2) 細胞シートの臨床応用へ セルシード
東京女子医大の岡野光夫教授らの開発した細胞シート工学の実用化、臨床応用への道筋をつけるべく設立されたベンチャーだが、ようやく臨床応用まであと一歩のところまでこぎつけた。私は、雑誌の取材でかつておうかがいしたことがある。それからでも、10年以上になる。新しい技術が医学の分野で認められるには、いかに時間がかかるのか、痛感せざるを得ない。
・細胞シート工学とは
ポリイソプロピルアクリルアミド(PIPAAm)というポリマーは、32℃近辺で表面が疎水性から親水性に可逆的に変化する温度応答性ポリマーである。温度応答性ポリマーを培養基材にナノメートルレベルで固定化した表面(ナノバイオインターフェイス)を作製できる技術が岡野教授らの開発した細胞シート工学のキーテクノロジーである。

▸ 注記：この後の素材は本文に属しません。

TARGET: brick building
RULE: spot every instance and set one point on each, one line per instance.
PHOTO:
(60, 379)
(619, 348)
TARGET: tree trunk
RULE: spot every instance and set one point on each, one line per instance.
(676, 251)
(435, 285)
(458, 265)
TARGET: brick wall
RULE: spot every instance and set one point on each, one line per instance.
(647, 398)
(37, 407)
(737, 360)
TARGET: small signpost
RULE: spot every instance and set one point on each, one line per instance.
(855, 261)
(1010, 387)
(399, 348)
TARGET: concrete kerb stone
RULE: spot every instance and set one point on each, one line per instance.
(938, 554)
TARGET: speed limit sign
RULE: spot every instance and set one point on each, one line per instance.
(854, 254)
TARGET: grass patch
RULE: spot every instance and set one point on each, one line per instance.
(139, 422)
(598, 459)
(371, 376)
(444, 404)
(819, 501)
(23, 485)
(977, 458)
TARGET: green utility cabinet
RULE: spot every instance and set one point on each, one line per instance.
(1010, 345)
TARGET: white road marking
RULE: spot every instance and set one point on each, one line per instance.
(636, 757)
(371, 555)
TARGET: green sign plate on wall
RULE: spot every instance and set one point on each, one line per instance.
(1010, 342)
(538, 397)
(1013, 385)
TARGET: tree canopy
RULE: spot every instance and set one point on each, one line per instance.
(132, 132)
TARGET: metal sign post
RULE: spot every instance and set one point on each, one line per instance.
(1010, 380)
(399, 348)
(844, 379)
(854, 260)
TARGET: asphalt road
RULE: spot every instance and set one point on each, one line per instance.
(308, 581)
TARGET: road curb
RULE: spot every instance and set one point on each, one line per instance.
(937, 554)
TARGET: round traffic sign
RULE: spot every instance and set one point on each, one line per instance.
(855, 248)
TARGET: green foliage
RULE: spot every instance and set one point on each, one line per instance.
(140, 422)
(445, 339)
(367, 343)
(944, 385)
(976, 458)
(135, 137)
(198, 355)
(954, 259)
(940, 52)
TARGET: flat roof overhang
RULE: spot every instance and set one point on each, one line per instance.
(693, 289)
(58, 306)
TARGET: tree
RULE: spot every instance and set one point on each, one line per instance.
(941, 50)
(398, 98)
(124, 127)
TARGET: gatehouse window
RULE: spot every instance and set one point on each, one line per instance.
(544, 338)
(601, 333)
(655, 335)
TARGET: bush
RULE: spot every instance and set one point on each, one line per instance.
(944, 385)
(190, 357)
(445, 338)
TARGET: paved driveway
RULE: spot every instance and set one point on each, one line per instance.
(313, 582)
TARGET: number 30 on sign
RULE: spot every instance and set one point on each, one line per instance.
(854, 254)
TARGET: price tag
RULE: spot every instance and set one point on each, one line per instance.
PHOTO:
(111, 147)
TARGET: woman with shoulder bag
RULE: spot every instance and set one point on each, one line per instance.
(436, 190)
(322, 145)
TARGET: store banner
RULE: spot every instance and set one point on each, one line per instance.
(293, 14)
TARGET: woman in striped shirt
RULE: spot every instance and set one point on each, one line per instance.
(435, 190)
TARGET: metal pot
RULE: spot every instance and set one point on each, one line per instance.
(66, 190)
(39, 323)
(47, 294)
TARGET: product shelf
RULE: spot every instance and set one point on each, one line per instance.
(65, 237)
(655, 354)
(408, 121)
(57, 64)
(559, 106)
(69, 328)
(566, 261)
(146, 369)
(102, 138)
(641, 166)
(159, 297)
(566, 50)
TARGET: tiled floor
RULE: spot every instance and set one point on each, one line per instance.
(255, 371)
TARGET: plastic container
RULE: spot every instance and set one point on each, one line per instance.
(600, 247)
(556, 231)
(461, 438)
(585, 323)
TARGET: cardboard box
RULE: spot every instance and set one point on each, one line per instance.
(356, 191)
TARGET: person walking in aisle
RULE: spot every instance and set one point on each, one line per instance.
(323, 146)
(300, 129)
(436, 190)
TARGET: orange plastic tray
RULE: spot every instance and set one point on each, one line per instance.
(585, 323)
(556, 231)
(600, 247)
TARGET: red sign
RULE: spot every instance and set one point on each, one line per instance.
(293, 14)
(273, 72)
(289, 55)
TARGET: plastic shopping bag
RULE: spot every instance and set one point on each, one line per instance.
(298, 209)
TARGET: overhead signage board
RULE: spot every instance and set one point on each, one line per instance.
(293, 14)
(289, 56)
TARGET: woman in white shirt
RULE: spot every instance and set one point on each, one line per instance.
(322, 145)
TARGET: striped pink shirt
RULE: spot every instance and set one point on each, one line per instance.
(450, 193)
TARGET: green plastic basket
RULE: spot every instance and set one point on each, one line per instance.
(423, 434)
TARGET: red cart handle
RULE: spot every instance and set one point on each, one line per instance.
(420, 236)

温度応答性ポリマーは、32℃付近以上で疎水性に、それ以下の温度では親水性となたるため、細胞培養時(37℃)では細胞が接着可能な疎水表面を維持することができ、培養後に温度を室温程度(20〜25℃)に下げることで酵素(トリプシン等)処理を行うことなく細胞を回収することができる。培養した細胞は細胞外マトリクス(ECM)を保持したまま(細胞シートとして)回収することができる。